Failing to recognize and engage our instinct for human dignity, or worse, trying to suppress it, means it can emerge suddenly and violently, a half-understood longing that distorts our public life.

What’s lost in this “violent agreement” is that we are actually joined by our differences, commanded or driven, depending on your commitments and perspectives, to love others as ourselves. Our deepest instincts tell us this truth is unavoidable if we are to survive and flourish and that the effort to “get behind” that instinct, to establish a final, shared epistemological basis might require an illiberal surrender of prior beliefs under a coercion that would actually be the opposite of the commandments or instincts from which it arises. From the standpoint of our public engagements, our differences over the source of human dignity ought not to divide but to point us toward one another and serve as a shared basis for exploring how to secure human dignity and make human lives as fruitful as possible.

This shared, underlying agreement about the dignity of the person is the gravitational center around which our polity and politics orbit. It is the truth that illuminates all the other questions we grapple with, from national defense to welfare policy. The underlying agreement doesn’t specify the measures that should be adopted to advance toward the fulfillment of the vision. Rather, it is the inspiration behind the effort to do so.

Because this shared foundational truth is a belief or instinct, the pursuit of its fulfillment is mandatory. We hunger and thirst for it not because a law requires us to but because the desire for it is embedded within us, whether we subscribe to the imago Dei or a more strictly evolutionary perspective. It is the thing we cannot not do, and failing to recognize and engage it, or worse, trying to suppress it, means it can emerge suddenly and violently, a half-understood longing and demand that distorts and ruins individual lives and our public life. Whether the protesters who disrupted our urban centers this summer, and the police who sought to contain them, realize it or not, it was this instinct to preserve and protect the dignity of the human person and to see human persons thrive that was driving them both. It is perhaps the central challenge of our time to make this implicit understanding an explicit aspect of our public life.
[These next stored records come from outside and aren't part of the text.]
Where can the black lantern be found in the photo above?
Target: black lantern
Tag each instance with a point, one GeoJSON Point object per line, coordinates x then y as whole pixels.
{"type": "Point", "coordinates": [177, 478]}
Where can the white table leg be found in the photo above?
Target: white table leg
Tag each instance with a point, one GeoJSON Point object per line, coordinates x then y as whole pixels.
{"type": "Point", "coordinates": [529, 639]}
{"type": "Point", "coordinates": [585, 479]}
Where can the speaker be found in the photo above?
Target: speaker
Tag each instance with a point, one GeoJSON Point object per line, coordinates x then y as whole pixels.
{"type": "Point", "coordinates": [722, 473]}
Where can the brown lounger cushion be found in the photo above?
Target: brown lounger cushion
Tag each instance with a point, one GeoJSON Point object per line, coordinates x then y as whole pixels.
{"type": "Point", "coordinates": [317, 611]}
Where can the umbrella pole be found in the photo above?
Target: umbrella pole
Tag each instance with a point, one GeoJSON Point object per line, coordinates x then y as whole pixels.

Ineradicable human dignity is not just a good place to start in moving us toward greater social cohesion, it’s a non-negotiable requirement to proscribe boundaries for its pursuit and avoid and suppress extremism. In addition to telling us why we should care for and reach out to others in our invisible yet absolute inter-dependence on one another, it also instructs us on what we can’t do to fulfill our particular visions. We cannot turn other human beings into instruments of our own will or desires and still honor their dignity. We are prohibited by conscience and law from coercing or injuring other persons in our pursuit of human dignity. The human person is his or her own final good and end. We cannot subordinate and violate the good of one person as the means of achieving either our own good or, even worse, the good of the much vaguer concept of “society.” This overriding commitment to human dignity means that if one can’t make an omelet without breaking eggs, the solution is to give up omelets. To avoid the madness that marked the 20th century requires a constant return to the theme of dignity in the 21st as it fuels, conditions, and limits the search for its own vindication.

I have no opinion on whether Hillbilly Elegy is one of the best films ever produced or, less likely, one of the worst. What I do know about the film is that its themes appeal deeply to us because they touch upon an unspoken agreement that has sustained human communities for, if we are to believe our religious traditions and scientific records, as long as they have existed. Our prejudices may periodically obscure or override this understanding, but the sources and demands of human dignity always eventually reassert themselves. We would do well to heed hear and heed them.